On Friday, during a relatively peaceful session of prayer at the Western Wall, the group was met with jeers and spit from Orthodox females. The members of Women of the Wall were praying in the women’s main section of the area, deliberately avoiding the recently built egalitarian prayer 'platform.'
The Times of Israel reports that on Wednesday, the rabbi for the Western Wall, Shmuel Rabinovitch, asked that ultra-Orthodox leaders call on the women under their charge to not demonstrate against Women of the Wall, urging them to find a solution for egalitarian prayer, as per the recommendation of a committee appointed by Prime Minister Netanyahu, as well as the "delicate security situation on the Temple Mount."

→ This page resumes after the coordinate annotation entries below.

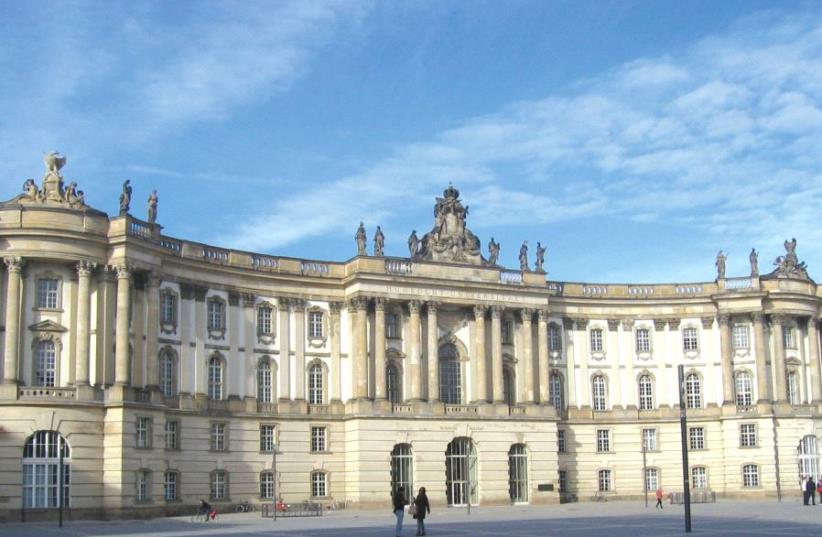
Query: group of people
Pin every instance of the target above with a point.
(419, 508)
(809, 490)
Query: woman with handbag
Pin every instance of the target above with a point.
(421, 507)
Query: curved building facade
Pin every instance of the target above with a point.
(161, 371)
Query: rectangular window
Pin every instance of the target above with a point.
(267, 442)
(218, 437)
(649, 439)
(143, 486)
(740, 337)
(690, 339)
(643, 340)
(603, 440)
(172, 434)
(318, 439)
(747, 435)
(315, 324)
(170, 486)
(143, 425)
(696, 438)
(47, 293)
(596, 340)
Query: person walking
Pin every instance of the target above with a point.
(421, 507)
(399, 503)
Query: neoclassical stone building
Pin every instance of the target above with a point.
(165, 371)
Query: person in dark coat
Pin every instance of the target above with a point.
(399, 502)
(422, 507)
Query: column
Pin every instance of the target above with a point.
(433, 352)
(14, 266)
(284, 312)
(759, 353)
(379, 349)
(778, 362)
(121, 365)
(727, 365)
(336, 371)
(299, 349)
(480, 376)
(84, 269)
(152, 346)
(414, 351)
(543, 371)
(526, 315)
(496, 355)
(361, 356)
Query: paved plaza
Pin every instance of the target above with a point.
(611, 519)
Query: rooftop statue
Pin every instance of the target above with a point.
(449, 240)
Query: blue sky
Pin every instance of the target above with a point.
(634, 139)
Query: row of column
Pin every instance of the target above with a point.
(486, 388)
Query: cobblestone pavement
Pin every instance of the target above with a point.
(611, 519)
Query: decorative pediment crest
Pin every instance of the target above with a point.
(47, 326)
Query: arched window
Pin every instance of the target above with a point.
(555, 392)
(518, 474)
(599, 393)
(808, 456)
(744, 389)
(45, 364)
(509, 391)
(450, 376)
(461, 472)
(316, 385)
(402, 469)
(215, 378)
(646, 393)
(167, 377)
(693, 391)
(42, 474)
(394, 385)
(264, 380)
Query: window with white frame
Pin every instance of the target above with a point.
(649, 440)
(604, 481)
(699, 477)
(747, 435)
(267, 485)
(696, 438)
(315, 324)
(143, 432)
(740, 337)
(744, 389)
(603, 440)
(316, 386)
(643, 340)
(646, 392)
(143, 486)
(319, 484)
(219, 485)
(693, 391)
(267, 438)
(690, 339)
(219, 441)
(172, 434)
(651, 478)
(599, 393)
(318, 439)
(170, 486)
(596, 340)
(750, 476)
(48, 293)
(45, 364)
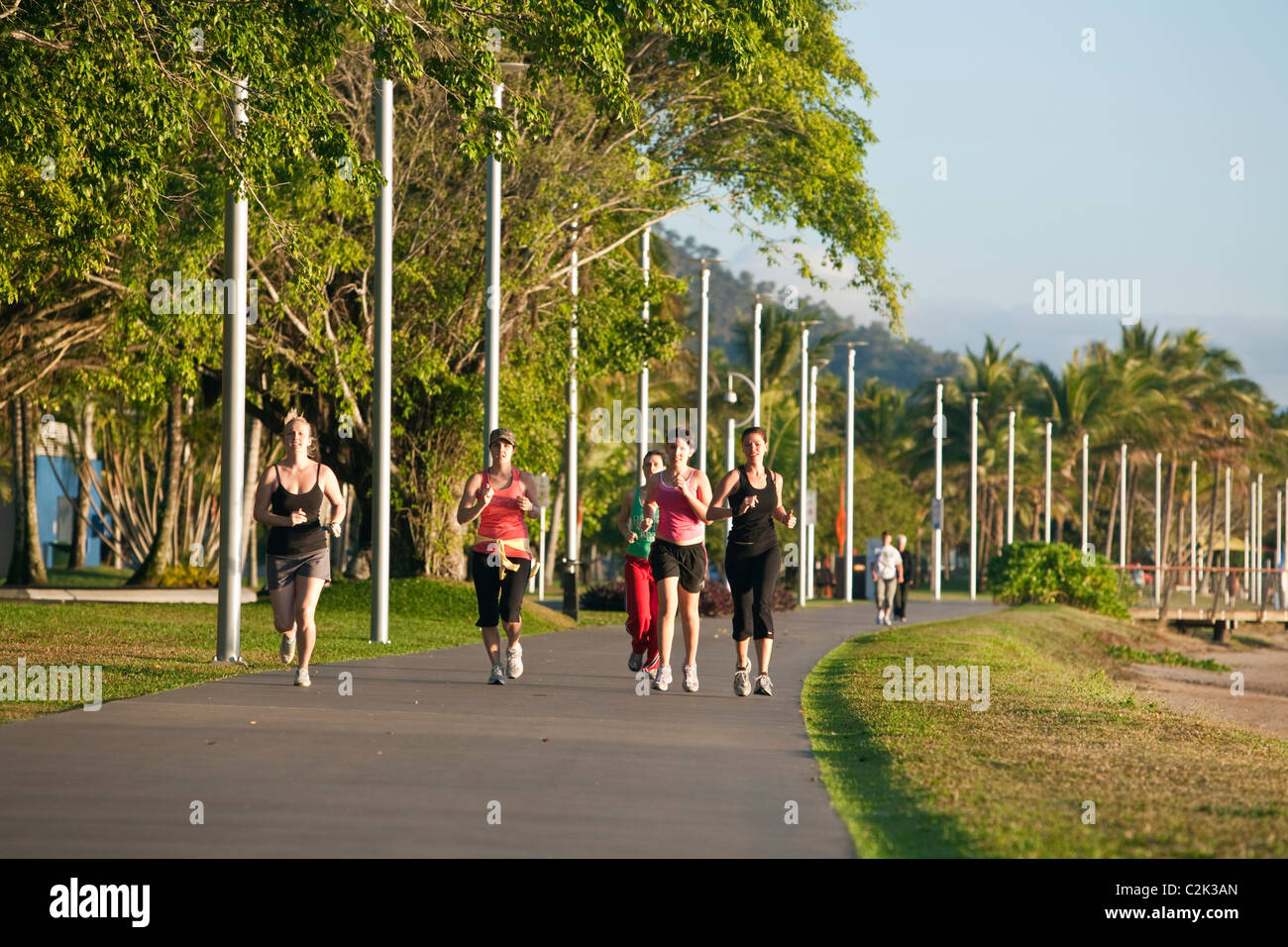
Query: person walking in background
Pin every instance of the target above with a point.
(888, 571)
(752, 496)
(901, 594)
(640, 587)
(299, 562)
(501, 560)
(679, 556)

As could be expected, this did not sit well with many Orthodox worshipers, and a number of seminary girls arrived to demonstrate, some going so far as to spit on members of Women of the Wall. The women’s presence came at a time when a special prayer session was underway for ailing rabbi Ovadia Yosef, former spiritual leader of the ultra-Orthodox Shas party.
Women of the Wall pray and read from the Torah at the Western Wall at the beginning of each Jewish month, for Rosh Hodesh, sometimes garbed with prayer shawls and tefillin which, as argued by some Orthodox rabbis, should only be worn by men. In the past, the Haredi rabbinic leadership sent thousands of women to pray during the Women of the Wall’s services, filling the women’s section of the plaza and choking them out.
As we reported in August, a platform for egalitarian prayer was built over Robin’s Arch, away from the main plaza of the Western Wall. This was met with largely negative response, with Women of the Wall leader Anat Hoffman sharply criticizing it.
"The government of Israel decided as a ‘gift’ for Rosh Hashanah to solve the issue… by building this sunbathing deck," she said, adding that the site "is a way of building a second-rate Wall for second-rate Jews. I refuse to accept it."